It's been 7 months since I began painting again.
I had to look back and find the WET PAINT post to see when it actually began. The truth is it actually began with the well sown seeds of caring friends who were obviously tired of hearing me bemoan what I used to be and do, by reminding me that I still am who I've always been. They could see that what I had closed off from myself, bottled up and put on a high shelf, was stifling me. It was a void that cried to be filled, and I had the power to allow it all along. I certainly have the time.

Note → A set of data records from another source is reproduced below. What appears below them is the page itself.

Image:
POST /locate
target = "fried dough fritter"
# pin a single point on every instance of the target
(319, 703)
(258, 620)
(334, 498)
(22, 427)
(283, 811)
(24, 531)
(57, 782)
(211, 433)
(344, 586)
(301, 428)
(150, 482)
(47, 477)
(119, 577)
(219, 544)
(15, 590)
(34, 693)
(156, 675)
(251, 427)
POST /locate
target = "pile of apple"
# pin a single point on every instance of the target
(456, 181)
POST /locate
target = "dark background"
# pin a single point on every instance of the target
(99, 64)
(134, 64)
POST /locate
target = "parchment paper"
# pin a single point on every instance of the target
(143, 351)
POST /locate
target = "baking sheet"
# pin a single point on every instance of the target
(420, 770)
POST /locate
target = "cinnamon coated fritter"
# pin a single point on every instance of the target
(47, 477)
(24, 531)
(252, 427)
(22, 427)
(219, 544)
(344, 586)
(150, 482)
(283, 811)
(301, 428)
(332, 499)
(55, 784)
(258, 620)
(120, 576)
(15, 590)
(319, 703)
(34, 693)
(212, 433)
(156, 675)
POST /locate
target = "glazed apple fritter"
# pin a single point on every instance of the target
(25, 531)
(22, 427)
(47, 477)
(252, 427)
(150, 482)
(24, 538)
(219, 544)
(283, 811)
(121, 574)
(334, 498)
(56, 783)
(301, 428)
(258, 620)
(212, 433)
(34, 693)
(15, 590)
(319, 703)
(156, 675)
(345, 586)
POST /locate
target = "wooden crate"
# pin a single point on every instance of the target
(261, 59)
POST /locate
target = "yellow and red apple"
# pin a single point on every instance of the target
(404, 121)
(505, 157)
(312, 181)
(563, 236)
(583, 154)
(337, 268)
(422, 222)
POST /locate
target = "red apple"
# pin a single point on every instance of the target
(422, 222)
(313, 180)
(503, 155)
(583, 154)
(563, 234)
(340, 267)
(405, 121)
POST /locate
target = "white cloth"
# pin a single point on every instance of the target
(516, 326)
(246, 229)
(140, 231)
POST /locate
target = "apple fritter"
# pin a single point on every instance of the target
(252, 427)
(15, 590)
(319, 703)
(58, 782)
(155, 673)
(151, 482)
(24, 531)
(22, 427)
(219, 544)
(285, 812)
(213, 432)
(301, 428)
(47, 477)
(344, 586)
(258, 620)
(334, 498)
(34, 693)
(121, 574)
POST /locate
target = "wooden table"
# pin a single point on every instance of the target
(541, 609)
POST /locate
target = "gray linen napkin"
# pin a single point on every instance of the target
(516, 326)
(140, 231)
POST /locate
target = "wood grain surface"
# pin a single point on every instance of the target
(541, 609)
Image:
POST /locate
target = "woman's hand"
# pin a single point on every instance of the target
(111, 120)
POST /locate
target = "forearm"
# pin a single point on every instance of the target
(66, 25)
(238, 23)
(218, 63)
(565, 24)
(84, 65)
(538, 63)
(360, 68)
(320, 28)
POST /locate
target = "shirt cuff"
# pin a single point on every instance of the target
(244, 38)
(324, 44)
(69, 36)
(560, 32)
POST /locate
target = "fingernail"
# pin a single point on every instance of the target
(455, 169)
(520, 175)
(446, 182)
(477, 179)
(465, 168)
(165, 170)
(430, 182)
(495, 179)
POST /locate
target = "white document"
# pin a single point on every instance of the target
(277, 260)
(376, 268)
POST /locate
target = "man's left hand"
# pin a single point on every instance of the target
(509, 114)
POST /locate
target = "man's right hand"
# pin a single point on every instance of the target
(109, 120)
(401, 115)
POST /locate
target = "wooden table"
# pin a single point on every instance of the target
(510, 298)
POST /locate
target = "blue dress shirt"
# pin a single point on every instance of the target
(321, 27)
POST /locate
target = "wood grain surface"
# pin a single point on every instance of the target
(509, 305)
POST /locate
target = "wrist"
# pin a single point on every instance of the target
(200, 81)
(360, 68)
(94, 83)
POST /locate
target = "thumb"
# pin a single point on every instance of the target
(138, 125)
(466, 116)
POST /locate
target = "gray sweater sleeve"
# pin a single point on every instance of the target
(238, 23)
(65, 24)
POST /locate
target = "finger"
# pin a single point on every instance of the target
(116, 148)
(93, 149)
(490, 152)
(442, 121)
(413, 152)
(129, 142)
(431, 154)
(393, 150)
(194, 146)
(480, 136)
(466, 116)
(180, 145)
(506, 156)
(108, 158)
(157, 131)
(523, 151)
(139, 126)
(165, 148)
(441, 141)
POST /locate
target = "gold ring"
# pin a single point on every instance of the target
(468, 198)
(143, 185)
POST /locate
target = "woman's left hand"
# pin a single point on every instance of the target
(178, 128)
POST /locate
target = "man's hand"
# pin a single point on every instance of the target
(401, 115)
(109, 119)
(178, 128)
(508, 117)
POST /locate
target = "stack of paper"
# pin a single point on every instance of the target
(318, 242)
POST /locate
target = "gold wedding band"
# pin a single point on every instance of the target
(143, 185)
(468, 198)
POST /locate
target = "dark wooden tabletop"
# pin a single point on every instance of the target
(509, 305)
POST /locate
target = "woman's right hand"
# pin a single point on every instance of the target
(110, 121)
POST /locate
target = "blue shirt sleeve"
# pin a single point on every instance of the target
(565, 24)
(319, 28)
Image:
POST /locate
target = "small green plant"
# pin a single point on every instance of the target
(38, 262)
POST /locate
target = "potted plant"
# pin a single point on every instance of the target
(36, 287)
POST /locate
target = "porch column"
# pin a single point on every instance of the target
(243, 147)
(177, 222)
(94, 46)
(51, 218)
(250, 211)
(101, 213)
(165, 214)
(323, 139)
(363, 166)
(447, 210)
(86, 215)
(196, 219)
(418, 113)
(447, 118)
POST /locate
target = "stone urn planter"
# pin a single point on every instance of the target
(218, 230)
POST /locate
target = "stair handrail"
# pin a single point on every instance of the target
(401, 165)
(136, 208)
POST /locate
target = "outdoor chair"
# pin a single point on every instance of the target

I have to say that I don't believe it's a big co-inky-dink that I have been so asymptomatic through this time. I have been off all DMA's since last December. I use Lyrica and and pain meds as needed. I have had flares of symptoms here and there, possibly from the heat or overexertion, but they didn't get me down long. My MRI's have shown no new confetti. I have been more physically active. I have traveled. I feel like I have regained my sense of self. My attitudes are brighter. My attentions have shifted from the unwanted to the desired.
My palettes are wet, multiple easels are in use, my flowers are blooming and I have been very busy. When the damn of self expression gives way the torrent can be jarring and even unfamiliar.
Recently I've been writing more words. I posted one once before that surprised me as well. I don't know if they qualify as poems or lyrics, but I do recognize them as being self portraits in a sense. More so than a picture of pretty flowers or fruit in a basket. I must be holding back. I think it's time to REALLY let some paint FLY.
I have no title for this : ( probably out of fear of really revealing the entity you know as Bubbie...LOL)
But I recognize your soul
The bridge between our worlds is damaged
dangerous to cross.
I lose myself on my way to you
A sacrifice unholy.
A prize that leaves me lacking, a meal that weakens
and a discordant song to dance alone.
Both the fool on my shore or your bank
I gaze across the expanse
I grieve to know you built it unknowingly
with all the rotting planks of lies
and words sharpened with razors from your desperate wrist.